# Keto Starbucks Lemon Loaf knock off



## jcam222 (Apr 12, 2020)

Happy Easter!! Here is the Easter afternoon dessert project. Keto knockoff of Starbucks Lemon Loaf.

Ingredients
• Cake
o 5 Eggs
o 2/3 cup of Swerve granulated (or any Keto sweetener)
o ½ cup butter
o 2 ¼ cup almond flour
o 5 TBSP coconut flour
o 1 TBSP baking powder
o ¼ cup lemon juice
o 2 tsp lemon extract
• Glaze
o 1 cup powdered Swerve
o 2 TBSP lemon juice
o 4 TBSP water
o ½ tsp lemon extract
Mix the eggs, ½ cup melted butter , ¼ cup lemon juice and the extract together. Sift together the rest of the ingredients and then mix it all into a nice batter. You can bake this in a loaf or Bundt pan. I went with a loaf. It’s a good amount of batter so I used one of our larger loaf pans.
Bake at 350F for 15 minutes then lower temp to 325F and bake 45-60 minutes until a toothpick comes out dry. Cool then glaze the cake. Garnish anyway you would like. I hit the top with some lemon zest and garnished with some blackberries and lemons as we have a lot of those right now. I believe I originally jotted this recipe down from icantbelieveitslowcarb.com. I did veer of recipe on the glaze as I wanted something a bit thicker than this yielded and also with a sharper lemon bite. I added extra powdered swerve and extract to get what I was looking for.
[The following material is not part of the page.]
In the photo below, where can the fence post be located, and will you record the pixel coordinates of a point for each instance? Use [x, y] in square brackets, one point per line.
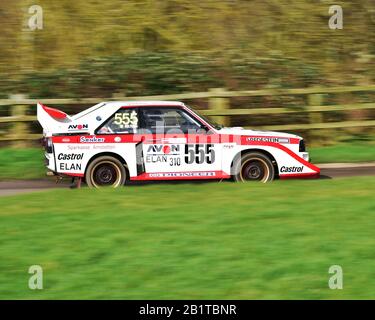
[316, 99]
[218, 104]
[19, 129]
This stuff is very moist and has a good lemon kick to it. If you do the keto or diabetic thing I highly recommend this one!! Hell its damn tasty even if you don't!


----------



## ososmokeshack (Apr 12, 2020)

Gonna have to try this


----------



## TNJAKE (Apr 12, 2020)

Not big on sweets but that looks delicious!


----------



## xray (Apr 12, 2020)

That looks awesome Jeff! Tasty and beautiful!


----------



## smokerjim (Apr 12, 2020)

wow Jeff, looks delicous!!


----------



## Smokin' in AZ (Apr 13, 2020)

Damn Jeff that looks like a masterpiece!

LIKE!

John


----------



## SmokinVOLfan (Apr 13, 2020)

Wow Jeff that looks awesome man! I'm not a huge sweets eater but I would down that in a heart beat. Outstanding!


----------



## tx smoker (Apr 13, 2020)

That's just breathtaking Jeff!! Absolutely gorgeous and I can only imaging how good it tasted. I can almost taste it sitting at my computer   

Robert


----------



## SmokinAl (Apr 13, 2020)

Keto or no Keto, that looks delicious!!
Were not real sweet eaters, but I’d be all over that!!
Al


----------